Clark describes economic development from the "original foragers of the African savannah" to the nineteenth century passing through gains in production of food, better tools and more land to cultivate. These gains, he holds, were always offset by rises in population, what he calls the Malthusian Trap.
Clark writes that between 1760 and 1900 an unprecedented event occurred, "made possible by advances in knowledge." This event was a "rapid industrial growth fueled by increasing production efficiency," called the Industrial Revolution. He describes the Industrial Revolution as coming first to England, between 1760 and 1800. It can be argued, writes Clark, that the break from the Malthusian Trap occurred around the year 1600, 1800 or 1860.

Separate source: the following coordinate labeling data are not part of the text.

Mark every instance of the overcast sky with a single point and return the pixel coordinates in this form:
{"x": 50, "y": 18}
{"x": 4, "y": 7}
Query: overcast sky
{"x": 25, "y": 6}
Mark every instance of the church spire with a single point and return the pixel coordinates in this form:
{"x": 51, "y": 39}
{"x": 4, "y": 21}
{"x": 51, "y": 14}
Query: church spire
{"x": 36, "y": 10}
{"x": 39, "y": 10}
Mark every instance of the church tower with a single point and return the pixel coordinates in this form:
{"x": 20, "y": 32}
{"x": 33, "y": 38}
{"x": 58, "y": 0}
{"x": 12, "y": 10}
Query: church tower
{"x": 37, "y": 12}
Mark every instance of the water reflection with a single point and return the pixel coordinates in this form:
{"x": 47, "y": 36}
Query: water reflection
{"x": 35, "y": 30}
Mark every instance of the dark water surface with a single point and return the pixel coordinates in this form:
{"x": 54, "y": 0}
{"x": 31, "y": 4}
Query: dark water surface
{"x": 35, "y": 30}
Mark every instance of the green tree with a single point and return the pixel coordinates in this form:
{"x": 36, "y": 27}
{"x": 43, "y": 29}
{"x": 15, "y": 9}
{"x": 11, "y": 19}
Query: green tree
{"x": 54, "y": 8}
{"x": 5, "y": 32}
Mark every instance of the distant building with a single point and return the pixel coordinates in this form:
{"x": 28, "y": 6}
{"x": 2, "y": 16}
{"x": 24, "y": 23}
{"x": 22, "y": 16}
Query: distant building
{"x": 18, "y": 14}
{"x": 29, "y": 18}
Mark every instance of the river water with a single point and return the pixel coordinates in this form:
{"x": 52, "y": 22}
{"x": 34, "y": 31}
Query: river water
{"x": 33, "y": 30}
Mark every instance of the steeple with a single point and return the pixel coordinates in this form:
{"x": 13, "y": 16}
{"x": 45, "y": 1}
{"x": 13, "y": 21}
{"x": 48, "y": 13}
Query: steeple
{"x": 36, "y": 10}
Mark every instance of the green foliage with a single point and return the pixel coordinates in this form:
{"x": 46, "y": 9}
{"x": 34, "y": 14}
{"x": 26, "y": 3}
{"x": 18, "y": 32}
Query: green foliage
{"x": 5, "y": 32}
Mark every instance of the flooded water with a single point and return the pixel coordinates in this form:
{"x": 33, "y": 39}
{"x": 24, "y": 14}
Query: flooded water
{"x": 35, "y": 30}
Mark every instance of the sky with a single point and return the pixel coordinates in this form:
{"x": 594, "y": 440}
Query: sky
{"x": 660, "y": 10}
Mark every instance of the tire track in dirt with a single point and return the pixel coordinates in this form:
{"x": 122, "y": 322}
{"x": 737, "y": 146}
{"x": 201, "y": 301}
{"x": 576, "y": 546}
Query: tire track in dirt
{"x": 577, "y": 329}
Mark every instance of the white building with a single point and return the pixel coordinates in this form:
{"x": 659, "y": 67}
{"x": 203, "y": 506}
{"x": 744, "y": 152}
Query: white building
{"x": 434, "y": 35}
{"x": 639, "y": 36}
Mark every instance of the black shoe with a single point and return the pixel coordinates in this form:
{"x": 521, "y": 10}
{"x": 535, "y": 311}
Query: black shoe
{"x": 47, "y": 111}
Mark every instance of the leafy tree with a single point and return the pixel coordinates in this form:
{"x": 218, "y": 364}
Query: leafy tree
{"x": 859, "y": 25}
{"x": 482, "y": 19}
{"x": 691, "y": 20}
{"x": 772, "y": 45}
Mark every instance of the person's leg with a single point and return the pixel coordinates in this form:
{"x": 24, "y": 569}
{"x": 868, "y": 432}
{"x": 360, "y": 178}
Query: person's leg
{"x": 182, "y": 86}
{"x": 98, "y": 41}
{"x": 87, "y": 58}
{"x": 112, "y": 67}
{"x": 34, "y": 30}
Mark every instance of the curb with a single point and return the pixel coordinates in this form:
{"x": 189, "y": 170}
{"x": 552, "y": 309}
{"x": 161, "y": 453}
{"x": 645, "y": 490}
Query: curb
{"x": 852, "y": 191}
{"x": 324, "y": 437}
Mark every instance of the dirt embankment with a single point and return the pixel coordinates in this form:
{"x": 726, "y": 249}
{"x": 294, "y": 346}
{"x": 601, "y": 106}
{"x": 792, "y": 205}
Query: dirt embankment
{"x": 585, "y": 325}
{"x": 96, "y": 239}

More than just describing that this happened, Clark attempts to explain why it happened first in England, and for his last chapter he asks "Why Isn't the Whole World Developed?"
In trying to explain why the Industrial Revolution did not appear first in China or Japan, Clark writes that these countries had a larger population growth in the centuries before 1800 and that there was less of a reproductive advantage to the wealthy than there was among the wealthy in England. "Thus we may speculate," he writes, "that England's advantage lay in the rapid cultural, and potentially also genetic, diffusion of the values of the economically successful throughout society in the years 1200-1800." The scholar that he is, Gregory Clark knows when he is speculating and when he is not.